Whats up DC .Did you get to AI Va?IM waiting for JAN.


----------



## fish bucket (Dec 5, 2002)

--------------------------------------------------------------------------------

Century Cairns Classic rod 

--------------------------------------------------------------------------------

This rod was built for a tackle shop in the UK (Cairns) by Century. I spoke with Simon at Century and he explained that the blank is "very similar" to the original G5. Power is similar to the Kompressor sport except does not have the gearbox butt (has a parallel butt)... Rod is similar in weight to Kompressor sport as well, but not autoclaved. 

13' ,would make a great tournament rod or heaver in my opinion..
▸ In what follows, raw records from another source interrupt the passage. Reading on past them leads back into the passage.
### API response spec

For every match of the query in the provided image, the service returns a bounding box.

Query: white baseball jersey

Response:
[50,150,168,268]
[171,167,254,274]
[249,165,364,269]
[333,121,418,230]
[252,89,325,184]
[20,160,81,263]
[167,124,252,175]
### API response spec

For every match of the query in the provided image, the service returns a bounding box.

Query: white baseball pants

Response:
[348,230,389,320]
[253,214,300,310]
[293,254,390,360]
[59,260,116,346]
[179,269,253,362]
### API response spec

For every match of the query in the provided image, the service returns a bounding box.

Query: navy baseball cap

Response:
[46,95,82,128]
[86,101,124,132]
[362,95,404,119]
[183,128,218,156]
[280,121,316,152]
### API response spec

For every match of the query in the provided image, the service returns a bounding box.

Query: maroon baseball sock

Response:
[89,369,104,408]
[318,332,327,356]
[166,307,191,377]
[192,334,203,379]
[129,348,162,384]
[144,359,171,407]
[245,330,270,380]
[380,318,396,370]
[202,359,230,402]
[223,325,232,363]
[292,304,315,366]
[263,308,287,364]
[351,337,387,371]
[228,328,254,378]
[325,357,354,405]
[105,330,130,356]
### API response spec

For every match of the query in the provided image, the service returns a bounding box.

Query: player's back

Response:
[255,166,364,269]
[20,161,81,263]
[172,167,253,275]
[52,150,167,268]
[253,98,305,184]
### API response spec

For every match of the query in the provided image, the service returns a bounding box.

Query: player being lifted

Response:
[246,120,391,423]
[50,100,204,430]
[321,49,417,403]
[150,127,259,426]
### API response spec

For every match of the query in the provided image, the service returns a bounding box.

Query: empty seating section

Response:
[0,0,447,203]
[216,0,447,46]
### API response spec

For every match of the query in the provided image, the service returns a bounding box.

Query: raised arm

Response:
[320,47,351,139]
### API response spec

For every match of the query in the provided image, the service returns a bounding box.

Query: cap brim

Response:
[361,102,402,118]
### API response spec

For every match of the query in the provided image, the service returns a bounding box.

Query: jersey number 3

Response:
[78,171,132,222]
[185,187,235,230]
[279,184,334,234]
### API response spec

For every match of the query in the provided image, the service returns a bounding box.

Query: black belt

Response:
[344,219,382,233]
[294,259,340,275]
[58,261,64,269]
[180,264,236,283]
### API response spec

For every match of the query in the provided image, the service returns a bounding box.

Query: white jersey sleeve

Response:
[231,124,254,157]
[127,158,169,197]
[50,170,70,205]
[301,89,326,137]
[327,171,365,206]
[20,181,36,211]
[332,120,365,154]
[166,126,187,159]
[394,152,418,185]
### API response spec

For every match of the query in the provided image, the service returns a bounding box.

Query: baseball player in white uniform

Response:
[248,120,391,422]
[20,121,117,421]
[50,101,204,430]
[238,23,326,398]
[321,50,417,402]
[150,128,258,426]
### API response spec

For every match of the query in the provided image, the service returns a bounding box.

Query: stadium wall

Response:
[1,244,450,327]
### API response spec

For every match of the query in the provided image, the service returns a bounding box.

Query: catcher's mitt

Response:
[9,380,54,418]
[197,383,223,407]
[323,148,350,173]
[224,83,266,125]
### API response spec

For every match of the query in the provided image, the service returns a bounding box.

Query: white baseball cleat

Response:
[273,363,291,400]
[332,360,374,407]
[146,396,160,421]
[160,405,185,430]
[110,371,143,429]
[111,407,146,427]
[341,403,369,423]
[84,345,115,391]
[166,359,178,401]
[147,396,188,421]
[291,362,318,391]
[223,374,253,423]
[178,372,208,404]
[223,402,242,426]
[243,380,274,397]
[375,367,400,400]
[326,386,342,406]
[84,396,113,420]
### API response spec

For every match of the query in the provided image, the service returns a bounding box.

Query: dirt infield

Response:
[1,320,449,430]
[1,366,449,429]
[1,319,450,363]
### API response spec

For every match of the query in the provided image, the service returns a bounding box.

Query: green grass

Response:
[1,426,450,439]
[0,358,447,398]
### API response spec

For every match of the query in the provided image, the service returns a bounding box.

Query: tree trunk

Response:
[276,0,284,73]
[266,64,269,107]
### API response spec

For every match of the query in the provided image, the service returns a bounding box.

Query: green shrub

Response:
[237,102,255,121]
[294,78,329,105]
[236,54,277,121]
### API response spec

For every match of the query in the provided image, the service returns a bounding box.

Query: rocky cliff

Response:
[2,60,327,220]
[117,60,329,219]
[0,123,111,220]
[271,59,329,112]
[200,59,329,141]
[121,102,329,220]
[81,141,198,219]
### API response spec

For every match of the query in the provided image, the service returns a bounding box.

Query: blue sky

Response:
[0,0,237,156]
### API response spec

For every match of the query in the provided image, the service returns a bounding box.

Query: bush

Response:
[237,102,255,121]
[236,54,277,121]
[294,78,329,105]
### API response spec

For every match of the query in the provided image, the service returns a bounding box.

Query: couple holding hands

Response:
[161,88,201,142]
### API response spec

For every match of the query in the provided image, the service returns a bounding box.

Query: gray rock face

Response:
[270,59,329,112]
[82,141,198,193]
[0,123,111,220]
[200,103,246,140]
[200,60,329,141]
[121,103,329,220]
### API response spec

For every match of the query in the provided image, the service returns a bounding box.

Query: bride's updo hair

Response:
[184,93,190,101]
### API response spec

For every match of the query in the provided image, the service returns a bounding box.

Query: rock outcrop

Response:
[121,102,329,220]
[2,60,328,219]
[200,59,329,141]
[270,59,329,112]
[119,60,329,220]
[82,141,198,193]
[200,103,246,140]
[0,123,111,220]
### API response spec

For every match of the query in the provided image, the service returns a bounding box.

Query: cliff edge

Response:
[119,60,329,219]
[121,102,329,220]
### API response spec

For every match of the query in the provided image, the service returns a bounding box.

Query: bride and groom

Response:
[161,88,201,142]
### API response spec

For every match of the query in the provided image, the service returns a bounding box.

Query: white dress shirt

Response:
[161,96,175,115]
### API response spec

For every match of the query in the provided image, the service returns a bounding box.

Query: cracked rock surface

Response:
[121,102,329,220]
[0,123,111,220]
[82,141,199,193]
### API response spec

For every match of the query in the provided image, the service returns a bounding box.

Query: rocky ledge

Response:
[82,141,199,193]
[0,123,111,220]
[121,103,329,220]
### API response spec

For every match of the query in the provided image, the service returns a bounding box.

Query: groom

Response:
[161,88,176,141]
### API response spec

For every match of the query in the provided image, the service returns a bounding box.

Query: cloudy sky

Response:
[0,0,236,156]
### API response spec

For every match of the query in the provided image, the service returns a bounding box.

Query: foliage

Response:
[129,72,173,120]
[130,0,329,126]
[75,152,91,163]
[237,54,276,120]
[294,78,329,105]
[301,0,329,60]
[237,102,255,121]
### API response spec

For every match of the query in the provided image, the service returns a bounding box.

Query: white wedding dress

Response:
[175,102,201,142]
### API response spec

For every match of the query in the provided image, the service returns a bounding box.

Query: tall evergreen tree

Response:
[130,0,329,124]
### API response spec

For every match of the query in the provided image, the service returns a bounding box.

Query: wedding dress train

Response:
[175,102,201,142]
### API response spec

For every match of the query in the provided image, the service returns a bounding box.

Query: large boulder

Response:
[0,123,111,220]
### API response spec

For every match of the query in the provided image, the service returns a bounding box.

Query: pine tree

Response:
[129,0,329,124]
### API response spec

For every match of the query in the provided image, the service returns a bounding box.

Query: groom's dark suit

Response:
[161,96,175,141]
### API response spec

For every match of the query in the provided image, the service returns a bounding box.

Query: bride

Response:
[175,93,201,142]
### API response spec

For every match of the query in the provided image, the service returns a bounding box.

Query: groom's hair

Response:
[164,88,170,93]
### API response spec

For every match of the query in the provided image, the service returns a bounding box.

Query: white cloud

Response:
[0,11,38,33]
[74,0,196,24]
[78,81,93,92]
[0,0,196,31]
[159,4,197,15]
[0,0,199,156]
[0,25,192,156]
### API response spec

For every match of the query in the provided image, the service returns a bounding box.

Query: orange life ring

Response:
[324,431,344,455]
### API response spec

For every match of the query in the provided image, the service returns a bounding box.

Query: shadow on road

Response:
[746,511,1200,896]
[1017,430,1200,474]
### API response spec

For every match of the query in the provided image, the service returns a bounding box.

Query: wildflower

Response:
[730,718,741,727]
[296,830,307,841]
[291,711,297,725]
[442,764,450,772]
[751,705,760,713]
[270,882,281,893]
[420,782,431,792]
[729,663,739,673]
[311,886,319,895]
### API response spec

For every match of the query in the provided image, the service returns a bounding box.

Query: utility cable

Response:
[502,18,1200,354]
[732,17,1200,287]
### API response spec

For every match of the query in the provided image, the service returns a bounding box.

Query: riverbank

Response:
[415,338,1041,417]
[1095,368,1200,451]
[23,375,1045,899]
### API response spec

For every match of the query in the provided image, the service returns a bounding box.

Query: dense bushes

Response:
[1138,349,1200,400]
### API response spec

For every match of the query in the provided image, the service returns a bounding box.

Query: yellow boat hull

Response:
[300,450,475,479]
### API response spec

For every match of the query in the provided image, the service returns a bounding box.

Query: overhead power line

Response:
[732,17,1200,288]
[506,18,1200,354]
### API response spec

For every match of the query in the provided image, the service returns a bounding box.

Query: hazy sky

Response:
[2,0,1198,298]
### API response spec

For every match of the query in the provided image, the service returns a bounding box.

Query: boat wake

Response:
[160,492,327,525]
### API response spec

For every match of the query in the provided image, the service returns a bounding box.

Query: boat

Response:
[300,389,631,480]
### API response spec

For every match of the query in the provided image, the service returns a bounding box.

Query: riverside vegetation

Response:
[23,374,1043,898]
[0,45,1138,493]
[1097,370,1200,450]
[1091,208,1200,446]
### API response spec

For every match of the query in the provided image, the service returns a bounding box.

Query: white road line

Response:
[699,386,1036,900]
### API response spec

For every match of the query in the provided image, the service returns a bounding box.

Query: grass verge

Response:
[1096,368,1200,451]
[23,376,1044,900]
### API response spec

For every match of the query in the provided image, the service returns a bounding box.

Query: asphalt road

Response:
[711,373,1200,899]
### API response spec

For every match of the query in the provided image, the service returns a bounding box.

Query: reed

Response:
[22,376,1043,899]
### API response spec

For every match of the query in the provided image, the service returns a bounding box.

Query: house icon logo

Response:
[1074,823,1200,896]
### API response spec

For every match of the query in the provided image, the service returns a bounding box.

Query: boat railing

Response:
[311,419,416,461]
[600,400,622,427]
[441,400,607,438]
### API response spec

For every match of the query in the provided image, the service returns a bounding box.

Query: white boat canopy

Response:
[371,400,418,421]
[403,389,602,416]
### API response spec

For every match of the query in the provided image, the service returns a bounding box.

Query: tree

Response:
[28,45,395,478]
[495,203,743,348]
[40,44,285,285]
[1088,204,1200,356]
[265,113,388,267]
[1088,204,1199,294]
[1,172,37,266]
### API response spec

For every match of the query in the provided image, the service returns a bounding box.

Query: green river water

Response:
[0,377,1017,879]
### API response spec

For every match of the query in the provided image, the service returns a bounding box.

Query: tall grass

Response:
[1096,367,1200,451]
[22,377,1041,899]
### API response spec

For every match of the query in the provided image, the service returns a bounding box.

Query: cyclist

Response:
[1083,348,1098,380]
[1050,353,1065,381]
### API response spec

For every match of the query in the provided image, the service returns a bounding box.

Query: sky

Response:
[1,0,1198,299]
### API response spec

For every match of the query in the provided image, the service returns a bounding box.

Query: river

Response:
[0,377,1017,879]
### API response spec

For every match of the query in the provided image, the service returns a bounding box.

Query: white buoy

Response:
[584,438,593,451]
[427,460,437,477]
excellent used condition with a few scratches.. fuji guides... wraps are burgundy and blue...fuji tape on reel seat

casts 5-8 a very long way..

love rod but need money to buy a custom.

$200 shipped or $175 picked up

sound like one you could use?


----------



## surf rat (Jun 30, 2004)

*Zziplex*

I have a brand new 3500 for sale. It is the easyest loading rod I have ever thrown. great 4 to 6 oz rod.


----------



## dcfishman (Dec 20, 2002)

*rod reply*

hey surf rat I have a zippy Primo Sincro 13 ft.That i hav just switch from cov. to a spinner how does the 3500 compare with the primo?


----------



## dcfishman (Dec 20, 2002)

*rod reply*

hey surf rat I have a zippy Primo Sincro 13 ft.That i hav just switch from cov. to a spinner how does the 3500 compare with the primo?thanx in advance


----------



## surf rat (Jun 30, 2004)

*3500*

A little shorter and a lot lighter.


----------



## dcfishman (Dec 20, 2002)

Sounds good Surf /I need somthing lighter because of a previous Rotator Cuff injury thats why i cut my wr-300 century down to 11ft 6 it was to hard for me to load properly how much r u asking for your rod and what size is it in ft.?:fishing:


----------



## surf rat (Jun 30, 2004)

*3500*

400 plus shipping. I think it is 12 ft 8 in.


----------



## Kwesi W. (Apr 14, 2006)

Did you man to say 5-10 plus bait. If so then what you're looking for is 7oz to 12oz? that's a huge range for one pole. I have the AFAW beach and in my opinion it handles 5-8nbait well.. It smokes 6nbait, and can cast 8nbait well after that it's really out of it's league. Honestly my HDX would handle that range better than my Beach, and i believe it's lighter...




dcfishman said:


> Happy Holidays Everyone
> I am looking to Purchase a new rod / blank by 1st of Feb it will be 12 ft-14ft I have been casting with the Century WR 300 for about 3 years this rod is very heavy and stiff/hard to load.so i am looking for a much lighter rod and have not had the testing opp. with anything lately but I have been looking into rods like the Big Beach- Fusion- Inferno have never thrown the 9ft.tip style so dont know if this is better for distance or not . I will be casting baits 5-10 oz. this rod will be used for fishing and field casting practice serching for more distance in my full tournament Pendulum:fishing:any help you guy can give me will be very helpful


----------